So 22.09.

17.00h Kulturhaus Helferei, Kirchgasse 13

El Cant de la Sibil•la
Draumkvedet – Traumlied

Hirundo Maris

Arianna Savall Gesang, Gotische Harfe, Lyra
Petter Udland Johansen Gesang, Hardangerfiedel, Renaissancefiedel
Ian Harrison Pfeiffen, Dudelsack, Cornetto, Schalmei
Sveinung Lilleheier Dobro d’amore
Miquel Angel Cordero Bassfiedel, Violone
David Mayoral Perkussion, Santur

Orlando di Lasso:
Prophetiae Sibyllarum

Ensemble thélème

Doron Schleifer Superius
Julien Freymuth Haute-contre
Ivo Haun Tenor
Jean-Christophe Groffe Bassus und Leitung
Ziv Braha Laute

hirundomaris.com
ariannasavall.com
theleme.ch

Von Samstag, 21.09. bis Sonntag, 29.09. findet in Zürich die Rad-WM statt.
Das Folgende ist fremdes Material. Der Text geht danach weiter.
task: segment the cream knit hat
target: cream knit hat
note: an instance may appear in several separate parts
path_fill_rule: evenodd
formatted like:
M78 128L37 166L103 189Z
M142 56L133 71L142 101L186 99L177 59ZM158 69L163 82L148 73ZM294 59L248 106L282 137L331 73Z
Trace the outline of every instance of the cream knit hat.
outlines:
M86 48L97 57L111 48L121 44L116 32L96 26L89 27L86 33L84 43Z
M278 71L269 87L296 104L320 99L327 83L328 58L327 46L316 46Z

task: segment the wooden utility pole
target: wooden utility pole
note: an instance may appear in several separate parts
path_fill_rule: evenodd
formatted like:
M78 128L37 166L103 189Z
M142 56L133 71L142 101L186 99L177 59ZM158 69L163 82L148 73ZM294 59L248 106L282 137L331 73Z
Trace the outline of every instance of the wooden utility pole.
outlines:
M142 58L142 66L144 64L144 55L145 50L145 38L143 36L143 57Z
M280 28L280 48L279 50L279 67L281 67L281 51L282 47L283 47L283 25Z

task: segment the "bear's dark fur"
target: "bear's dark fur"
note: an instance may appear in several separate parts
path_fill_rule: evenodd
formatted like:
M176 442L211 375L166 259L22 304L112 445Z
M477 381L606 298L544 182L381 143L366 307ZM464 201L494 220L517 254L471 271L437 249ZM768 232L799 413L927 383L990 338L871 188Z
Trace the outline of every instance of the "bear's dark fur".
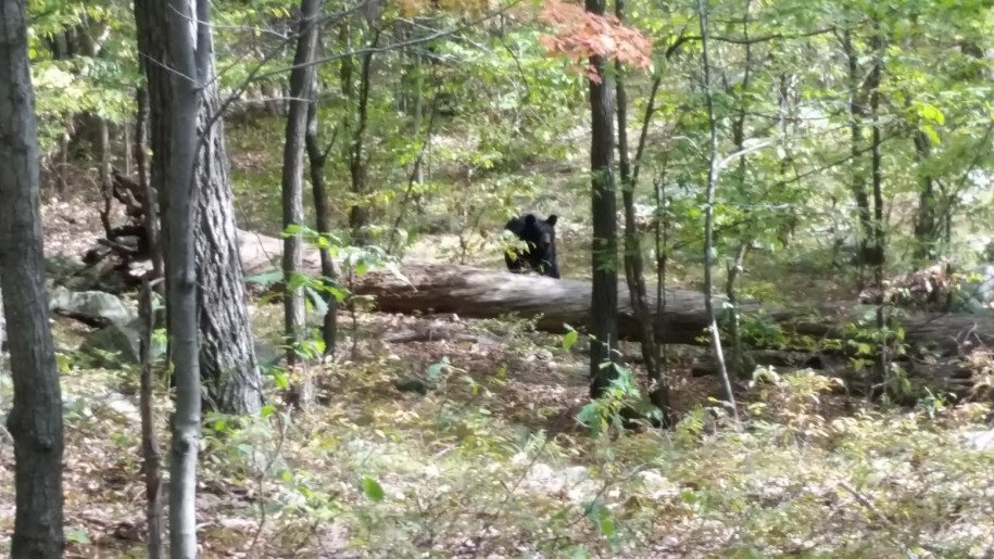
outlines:
M556 261L557 219L555 215L549 216L548 219L539 219L534 214L527 214L507 221L504 229L527 244L525 249L512 249L504 253L508 270L520 274L521 267L527 264L542 276L559 277L559 264Z

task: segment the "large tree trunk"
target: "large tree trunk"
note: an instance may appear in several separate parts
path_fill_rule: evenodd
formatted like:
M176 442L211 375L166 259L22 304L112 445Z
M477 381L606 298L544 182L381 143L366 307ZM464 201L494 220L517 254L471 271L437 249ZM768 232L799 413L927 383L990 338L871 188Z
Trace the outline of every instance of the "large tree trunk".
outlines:
M246 274L254 275L279 266L282 241L255 232L239 231ZM320 257L315 250L305 250L301 269L320 274ZM401 267L402 280L388 271L374 271L356 278L358 295L372 295L383 313L454 313L466 318L496 318L509 313L524 317L540 317L540 330L562 332L563 325L587 326L591 320L591 284L586 281L556 280L539 276L483 270L444 263L408 261ZM617 309L618 336L639 340L639 323L634 318L628 291L617 287L620 303ZM704 294L700 291L666 290L666 307L659 320L656 340L667 344L706 343L708 326ZM716 305L724 303L717 297ZM647 307L655 315L655 294L650 294ZM843 338L843 326L863 317L868 306L826 306L817 315L758 303L741 303L742 313L762 313L780 323L787 333L811 336ZM955 355L964 342L970 346L994 345L994 319L974 315L918 313L903 320L905 342L911 346L934 345L943 355Z
M587 0L587 11L604 15L604 0ZM604 59L591 56L590 65L600 81L589 80L591 140L591 215L593 242L591 268L590 395L600 397L617 376L614 367L604 367L613 359L618 339L618 233L617 198L614 180L614 99L613 84Z
M62 394L48 321L38 131L21 0L0 2L0 285L10 326L11 557L62 557ZM2 330L2 328L0 328ZM2 339L2 335L0 335Z
M172 59L165 50L168 8L136 0L138 47L149 87L150 142L154 153L151 185L159 193L162 243L168 244L169 203L166 169L172 151L169 103L174 98ZM210 34L203 34L206 86L199 103L197 152L197 296L200 308L200 369L207 396L217 409L255 412L261 407L261 377L244 303L244 276L238 254L235 206L225 149L221 100L214 76ZM198 49L199 50L199 49ZM199 52L201 52L199 50Z
M320 13L320 0L302 0L300 4L299 36L297 53L293 56L293 71L290 73L290 111L287 116L286 143L284 145L282 169L282 211L284 230L298 228L284 240L284 283L287 293L284 296L284 326L286 331L287 364L298 361L305 334L304 290L295 284L293 277L300 268L304 225L304 136L307 127L307 97L314 82L314 66L311 63L317 52L317 17ZM306 406L314 397L314 386L306 373L306 364L302 368L302 378L295 389L297 403Z

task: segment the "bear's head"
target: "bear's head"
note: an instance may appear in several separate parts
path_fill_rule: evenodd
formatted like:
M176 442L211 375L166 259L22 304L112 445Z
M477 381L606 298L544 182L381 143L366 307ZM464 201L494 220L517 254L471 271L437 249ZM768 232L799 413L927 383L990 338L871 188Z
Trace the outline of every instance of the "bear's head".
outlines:
M524 259L528 265L543 276L559 277L559 265L556 261L556 215L548 219L540 219L534 214L527 214L524 219L515 217L507 221L506 229L525 241L527 247L519 251L515 258L508 261L508 268L516 271Z

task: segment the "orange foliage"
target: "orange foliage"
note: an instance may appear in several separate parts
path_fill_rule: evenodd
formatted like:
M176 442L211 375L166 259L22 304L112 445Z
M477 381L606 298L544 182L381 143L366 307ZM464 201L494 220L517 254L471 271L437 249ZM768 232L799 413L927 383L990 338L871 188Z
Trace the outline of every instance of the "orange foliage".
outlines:
M614 15L597 15L577 4L546 0L542 21L555 29L555 35L542 37L541 42L553 55L566 56L583 67L591 56L616 60L640 68L652 67L652 41L641 31L621 24ZM587 64L587 77L601 82L592 64Z
M490 0L397 0L395 5L403 17L413 17L432 11L479 15L490 8Z

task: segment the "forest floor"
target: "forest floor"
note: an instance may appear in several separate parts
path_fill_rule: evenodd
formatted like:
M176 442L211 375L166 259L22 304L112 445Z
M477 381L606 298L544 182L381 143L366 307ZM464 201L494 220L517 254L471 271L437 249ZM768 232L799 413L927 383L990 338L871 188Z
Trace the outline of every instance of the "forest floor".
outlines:
M95 207L46 205L49 254L91 245ZM278 329L277 307L251 313L259 336ZM85 328L54 323L66 556L142 557L137 372L90 367L74 353ZM994 552L994 448L968 442L989 406L888 410L805 373L741 385L741 430L709 401L717 379L691 377L690 354L675 352L680 423L591 436L577 420L587 403L580 344L564 350L524 321L453 316L343 313L341 334L339 359L315 367L312 409L291 412L270 386L259 418L206 418L204 557ZM413 377L435 386L400 392L395 381ZM4 441L0 538L13 522L12 460Z

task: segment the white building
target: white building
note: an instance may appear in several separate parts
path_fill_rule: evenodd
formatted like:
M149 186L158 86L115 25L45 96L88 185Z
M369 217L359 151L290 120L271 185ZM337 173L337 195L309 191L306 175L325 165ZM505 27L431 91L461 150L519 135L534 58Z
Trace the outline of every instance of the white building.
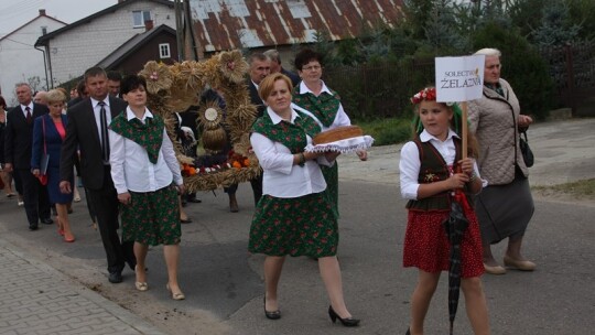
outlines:
M174 2L169 0L119 0L37 40L46 55L51 87L82 76L120 45L145 30L166 24L175 29Z
M18 104L14 96L17 83L30 83L34 90L47 89L50 83L45 72L44 50L33 45L42 35L65 25L40 9L35 19L0 39L0 94L9 106Z

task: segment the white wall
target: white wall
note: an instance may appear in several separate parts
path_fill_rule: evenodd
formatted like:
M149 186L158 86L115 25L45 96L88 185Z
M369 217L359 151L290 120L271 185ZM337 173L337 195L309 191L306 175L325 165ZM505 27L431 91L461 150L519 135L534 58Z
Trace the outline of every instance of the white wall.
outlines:
M46 26L50 33L64 25L66 24L47 17L37 17L0 41L0 90L8 106L18 104L14 96L17 83L28 83L30 78L39 77L41 82L36 89L47 88L43 53L33 45L42 35L42 26Z
M133 28L132 11L137 10L149 10L154 26L167 24L175 30L173 7L139 1L61 33L48 43L54 86L83 75L126 41L144 32L144 28Z

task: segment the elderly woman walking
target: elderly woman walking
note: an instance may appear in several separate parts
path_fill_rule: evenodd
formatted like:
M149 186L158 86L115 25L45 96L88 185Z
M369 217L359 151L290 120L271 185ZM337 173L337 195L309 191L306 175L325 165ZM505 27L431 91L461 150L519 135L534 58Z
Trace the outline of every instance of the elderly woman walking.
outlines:
M491 274L506 273L506 268L494 258L490 245L508 238L504 264L533 271L536 264L521 253L534 206L529 190L529 170L519 147L519 129L529 127L533 120L520 114L512 87L500 78L501 53L496 48L483 48L476 54L486 56L484 96L469 102L469 129L479 143L479 171L488 183L476 198L484 268Z

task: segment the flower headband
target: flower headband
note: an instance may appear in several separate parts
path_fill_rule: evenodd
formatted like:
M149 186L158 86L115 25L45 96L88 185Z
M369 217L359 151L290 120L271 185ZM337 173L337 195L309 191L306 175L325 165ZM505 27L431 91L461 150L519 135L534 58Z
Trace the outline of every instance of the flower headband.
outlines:
M435 101L436 100L436 88L435 87L425 87L420 90L416 95L411 97L411 104L418 105L421 101Z
M413 97L411 97L411 104L418 105L421 101L435 101L436 100L436 88L435 87L425 87L424 89L420 90L418 94L415 94ZM461 125L461 118L463 115L463 111L461 110L461 107L456 102L444 102L446 106L453 108L453 116L454 116L454 131L456 133L459 133L459 125ZM420 134L423 131L423 125L421 122L420 116L415 114L415 117L413 118L413 128L415 129L415 133Z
Deshalb ist die Johanneskirche (Limmatstrasse 112, 8005 Zürich) oder das Kulturhaus Helferei (Kirchgasse 13, 8001 Zürich) zwar immer, aber etwas eingeschränkt zugänglich. Zwischen Central und Bellevue fahren keine Trams, ebenfalls nicht zwischen Central und Heimplatz (Schauspielhaus). Zu Fuss sind die Konzertorte immer erreichbar. Rechnen Sie aber mit etwas mehr zeitlichem Aufwand als normal.

Wir freuen uns, Sie zu sehen!


 
  • El Cant de la Sibil•la de Barcelona
    Al jorn del iudici …
  • Draumkvedet – Traumlied I–IV
    Teil I: Wenn du mir lauschen willst …
    Teil II: Ich legte mich an Heiligabend nieder …
    Teil III: Bei der ersten Ausfahrt …
    Teil IV: So kam ich zu den Gewässern …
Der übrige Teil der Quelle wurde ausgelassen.